SQL Troubles: data preparation

Showing posts with label data preparation. Show all posts

11 February 2023

💎🏭SQL Reloaded: Misusing Views in Serverless SQL Pool

The lack of user-defined tables in serverless SQL pool is probably one of the biggest gaps one needs to overcome as developer in Azure Synapse. On the other side, given that views are "virtual tables", views can be misused to store small chunks of data that don't change that often.

In the process there are two activities involved - preparing the data, respectively creating the view. Some developers might prefer preparing the data in Excel though, when possible, I prepare the data directly from the source system. For example, the first four columns from the below query can be used for the first approach, while the last column prepares the data as needed by a VALUES.

-- Product subcategories denormalized
SELECT PCT.ProductSubcategoryID
, PCT.ProductCategoryID
, PSC.Name Category
, PCT.Name Subcategory 
, CONCAT(', (''', PCT.ProductSubcategoryID, ''', ''', PCT.ProductCategoryID, ''', ''', PSC.Name, ''', ''', PCT.Name, ''')') [Values] 
FROM Production.ProductSubcategory PCT
     JOIN Production.ProductCategory PSC
	   ON PCT.ProductCategoryID = PSC.ProductCategoryID

Independently of the method used for data preparation, the view can be built as follows:

-- creating the view
CREATE VIEW dbo.ProductCategories
AS
-- Product categories
SELECT Cast(DAT.ProductSubcategoryID as int) ProductSubcategoryID
, Cast(DAT.ProductCategoryID as int) ProductCategoryID
, Cast(DAT.Category as nvarchar(255)) Category
, Cast(DAT.Subcategory  as nvarchar(255)) Subcategory
, Dense_Rank() OVER (PARTITION BY DAT.Category, DAT.Subcategory

         ORDER BY DAT.ProductSubcategoryID, DAT.ProductCategoryID) Ranking
FROM (-- prepared data
VALUES ('1', '1', 'Bikes', 'Mountain Bikes')
, ('2', '1', 'Bikes', 'Road Bikes')
, ('3', '1', 'Bikes', 'Touring Bikes')
, ('4', '2', 'Components', 'Handlebars')
, ('5', '2', 'Components', 'Bottom Brackets')
, ('6', '2', 'Components', 'Brakes')

) DAT(ProductSubcategoryID, ProductCategoryID, Category, Subcategory)

-- testing the view
SELECT *
FROM dbo.ProductCategories

Observe that for each column was defined explicitly a data type and, even if the definition might change, it's still a better idea than relying on the database engine for inferring the data type. Secondly, I prefer to include also a "Ranking" column based on some attributes I'm expecting to be unique over the whole dataset. This, just in case some duplicate might make its way into the dataset. This is not a must, but something to consider in exceptional cases.

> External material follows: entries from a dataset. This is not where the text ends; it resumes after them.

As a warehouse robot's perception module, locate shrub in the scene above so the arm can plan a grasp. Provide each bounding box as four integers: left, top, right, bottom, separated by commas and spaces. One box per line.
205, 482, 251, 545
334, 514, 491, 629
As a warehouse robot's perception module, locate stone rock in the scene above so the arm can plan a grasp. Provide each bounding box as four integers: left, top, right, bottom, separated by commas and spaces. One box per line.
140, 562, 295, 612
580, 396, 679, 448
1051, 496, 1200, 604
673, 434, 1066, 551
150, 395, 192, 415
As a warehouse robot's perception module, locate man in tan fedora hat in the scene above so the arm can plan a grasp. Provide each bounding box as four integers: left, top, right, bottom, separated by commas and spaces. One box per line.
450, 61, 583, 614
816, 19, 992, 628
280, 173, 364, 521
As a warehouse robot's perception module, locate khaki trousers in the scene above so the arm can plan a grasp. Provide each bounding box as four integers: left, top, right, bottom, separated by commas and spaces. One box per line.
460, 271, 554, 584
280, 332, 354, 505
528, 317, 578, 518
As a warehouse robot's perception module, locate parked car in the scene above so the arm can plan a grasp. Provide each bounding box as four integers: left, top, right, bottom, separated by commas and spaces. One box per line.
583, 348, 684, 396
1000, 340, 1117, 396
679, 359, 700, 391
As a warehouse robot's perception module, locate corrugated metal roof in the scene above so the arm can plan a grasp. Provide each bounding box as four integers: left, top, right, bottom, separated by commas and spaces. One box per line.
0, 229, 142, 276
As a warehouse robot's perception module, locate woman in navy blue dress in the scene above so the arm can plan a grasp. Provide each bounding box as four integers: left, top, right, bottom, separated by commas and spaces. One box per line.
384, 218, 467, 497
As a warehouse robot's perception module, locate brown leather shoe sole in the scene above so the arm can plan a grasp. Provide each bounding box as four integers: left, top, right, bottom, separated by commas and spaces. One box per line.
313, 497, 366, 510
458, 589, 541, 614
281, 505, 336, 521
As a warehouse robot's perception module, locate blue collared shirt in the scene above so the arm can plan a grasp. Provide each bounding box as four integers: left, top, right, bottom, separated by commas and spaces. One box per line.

The alternative would be to save the same data into a file and make it available as a CETAS. For small datasets the overhead can be minimal. This can be a better idea if the users need to modify the data manually. On the other side, storing the definition of a view into an SQL file and making corrections as needed can prove to be faster for a developer, at least until the dataset stabilizes and less changes are needed.

It's important to understand that in this way a feature is misused and there are more likely some penalties deriving from it. As mentioned in the beginning, the dataset must be small (e.g. maximum a few hundreds of records) and change seldom. In extremis, it's not advisable to build a solution based on this!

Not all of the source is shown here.